Muss man auch darüber nachdenken, Berge zu sperren?
Da muss man die Kirche im Dorf lassen. Es macht keinen Sinn, jetzt zum Beispiel die ganze Silvretta, wo sich das Fluchthorn befindet, zum Krisengebiet zu erklären. Allerdings ist davon auszugehen, dass sich noch einiges an instabilem Material in den Hängen befindet und mit weiteren Felsstürzen gerechnet werden muss. Deswegen kann der Alpenverein, der für die Wege in den Bergen zuständig ist, gemeinsam mit Geolog:innen sowie mit Ortsgemeinden eine Sperrung von einzelnen Pfaden veranlassen, um Schaden zu vermeiden.

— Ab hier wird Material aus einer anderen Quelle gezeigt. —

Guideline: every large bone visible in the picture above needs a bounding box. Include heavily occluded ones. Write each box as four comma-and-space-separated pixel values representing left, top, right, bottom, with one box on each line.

Aber die Witterung wird dafür sorgen, dass sich das Gelände auch wieder stabilisiert, und dann wird man auch wieder neue Wege finden und anlegen.
Wie gefährdet sind Berghütten?
Für Hütten sehe ich das Risiko nahe bei null. Die Alpenvereinshütten stehen in der Regel auf Anhöhen, wo sie vor Bergstürzen gut geschützt sind, und nicht unterhalb von Hängen. Im Winter werden manchmal Hütten durch Lawinen beschädigt, aber dann sind sie meist auch nicht bewohnt. Mir ist keine Hütte bekannt, die von einem Bergsturz zerstört wurde. Welche Problematik es aber sehr wohl gibt, ist, dass Fundamente von auf Permafrost gebauten Schutzhäusern instabil werden. Dann muss man überprüfen, ob die Hütte bautechnisch verstärkt werden muss.